CLD - Module 1 Beginning the Process Flashcards
1
Q
Important in Financing Statement
A
A financing statement must describe the collateral as mandated in the UCC.
2
Q
Lender Liability
A
- Lenders have been held accountable for negligence in processing a loan application by ignoring information in the borrower’s favor.
- Lenders should never insist on including in the loan documents additional terms and conditions not outlined in the commitment letter
- Lenders have sometimes been held responsible for granting loans that they knew were beyond the borrower’s ability to repay.
- Lenders should avoid withholding business information that would discourage borrowers from seeking loans,
3
Q
Commitment Letters important components:
A
- should detail the terms of the deal
- identify the parties involved as well as the type or types of credit facilities being offered
- describe the purpose
- the interest rate and other compensation to the lender
- the maturity and the repayment terms
- Any collateral for the loan should be identified in the commitment letter with specificity. You’ll also need to describe lien priority requirements, state special collateral administration matters, and identify any requirements for guaranties or other assurances of payment from third parties.
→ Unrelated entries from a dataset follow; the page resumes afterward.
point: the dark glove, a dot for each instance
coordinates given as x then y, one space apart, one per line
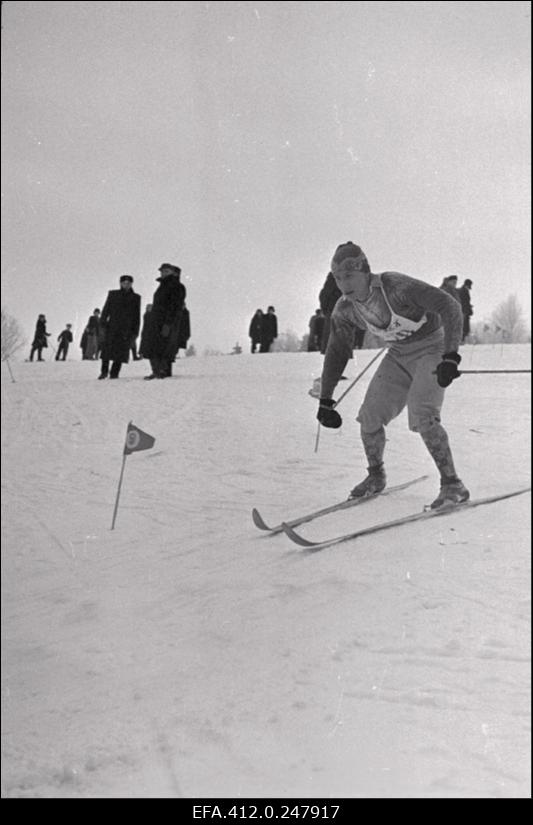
327 416
447 369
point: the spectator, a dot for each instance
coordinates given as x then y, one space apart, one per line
39 339
91 338
269 329
163 340
145 332
316 329
466 304
121 318
254 330
328 297
64 338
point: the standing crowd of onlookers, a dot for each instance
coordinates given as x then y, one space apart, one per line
110 334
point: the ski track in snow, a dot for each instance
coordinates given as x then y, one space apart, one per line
185 654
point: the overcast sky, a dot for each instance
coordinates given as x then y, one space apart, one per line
243 141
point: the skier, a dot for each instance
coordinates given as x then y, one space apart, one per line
423 325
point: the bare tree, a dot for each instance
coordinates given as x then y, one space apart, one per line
508 320
12 336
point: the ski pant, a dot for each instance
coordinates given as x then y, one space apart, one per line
405 377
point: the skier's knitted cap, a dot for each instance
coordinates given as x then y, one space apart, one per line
349 257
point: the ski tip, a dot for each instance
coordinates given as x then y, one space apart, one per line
258 521
296 537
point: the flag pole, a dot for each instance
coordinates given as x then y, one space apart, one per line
118 491
119 486
9 368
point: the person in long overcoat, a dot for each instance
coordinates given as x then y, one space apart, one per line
162 338
254 330
269 329
39 339
64 338
90 341
120 322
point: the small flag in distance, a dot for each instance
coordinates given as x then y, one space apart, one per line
136 440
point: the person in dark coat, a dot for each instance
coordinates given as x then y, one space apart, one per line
163 334
120 322
254 330
90 340
269 329
466 304
39 339
64 338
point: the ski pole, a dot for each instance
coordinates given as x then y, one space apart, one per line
345 393
492 372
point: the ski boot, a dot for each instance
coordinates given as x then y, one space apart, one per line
452 491
374 483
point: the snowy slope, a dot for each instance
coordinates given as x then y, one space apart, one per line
186 654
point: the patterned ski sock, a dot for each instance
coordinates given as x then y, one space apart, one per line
436 440
374 444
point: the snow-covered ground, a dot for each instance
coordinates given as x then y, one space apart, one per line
185 654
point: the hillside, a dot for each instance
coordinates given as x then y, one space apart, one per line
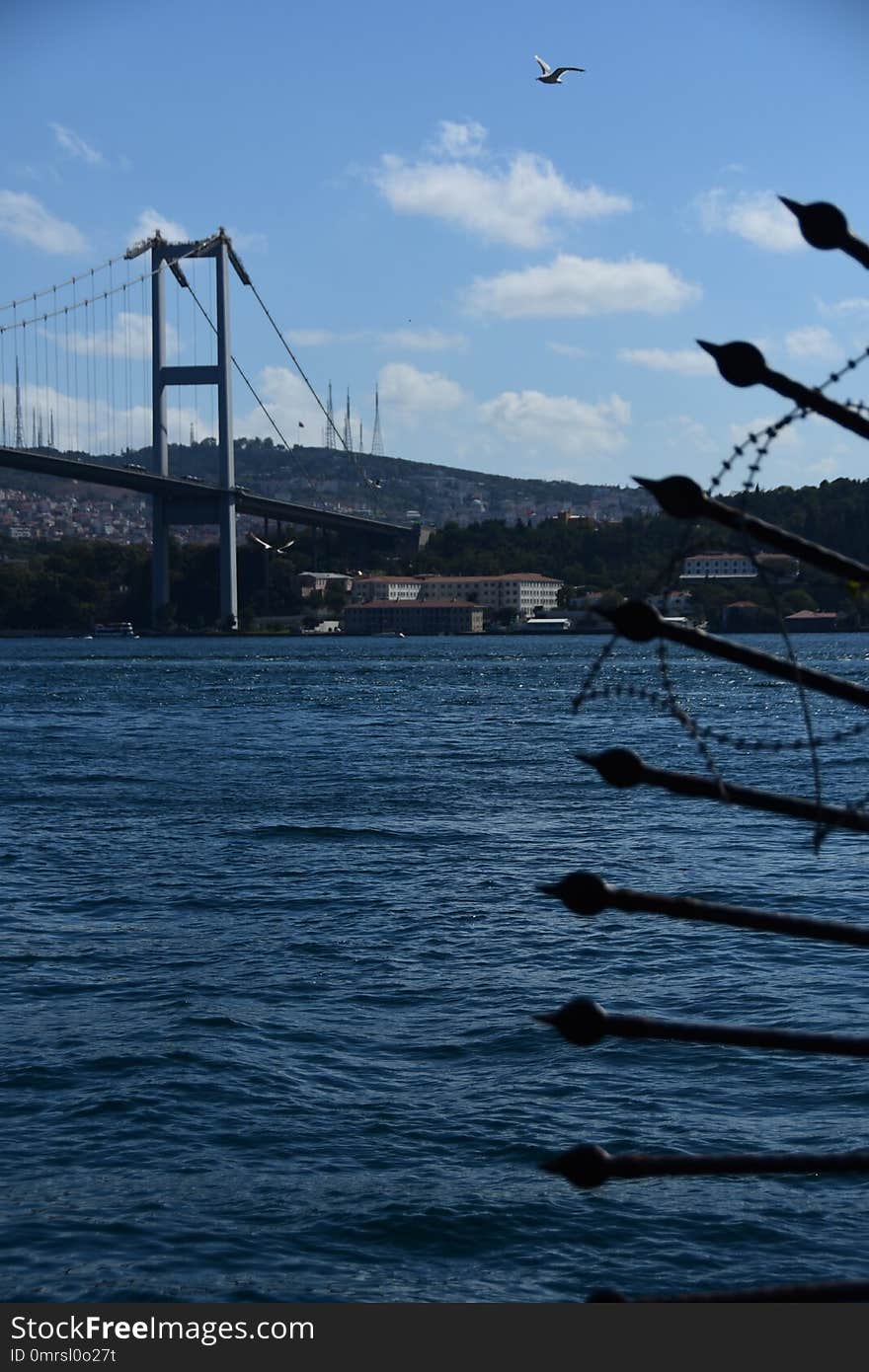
438 495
- must specify all conditions to closing, including any documentation requirements and whether or not there are any related transactions that must be consummated before closing.
- Other provisions governing the commitment letter and loan negotiation process should also be specified in the letter. These include the fees involved in the transaction, the effective period of commitment, the authority to conduct investigation, the brokerage fees, and the non-assignability of the commitment.
4
Q
The Equal Credit Opportunity Act, or ECOA
A
- an anti-discrimination law implemented by the Federal Reserve Board through Regulation B
- prohibits discrimination based on race, color, religion, sex, marital status, national origin, age (if an adult), receipt of income from a public assistance program, or the good faith exercise of any rights granted under the Consumer Credit Protection Act.
- In non-community-property states, Regulation B prohibits requests for a guaranty from a spouse, except where a potential borrower relies in part on property that he or she owns jointly with his or her spouse to satisfy the bank’s standards of creditworthiness.the bank can request more creditworthy co-guarantors but still may not require spouses as co-guarantors. However, if a spouse volunteers as a co-guarantor, the bank can accept that guaranty as it chooses.
- In a community property state, if applicable state law denies a potential borrower the power to manage enough community property to qualify for the amount of credit he or she has requested, and if the borrower doesn’t have enough separate property to meet the bank’s standards of creditworthiness, then the personal liability of another party is necessary, and the bank can ask the applicant to obtain a cosigner or guarantor.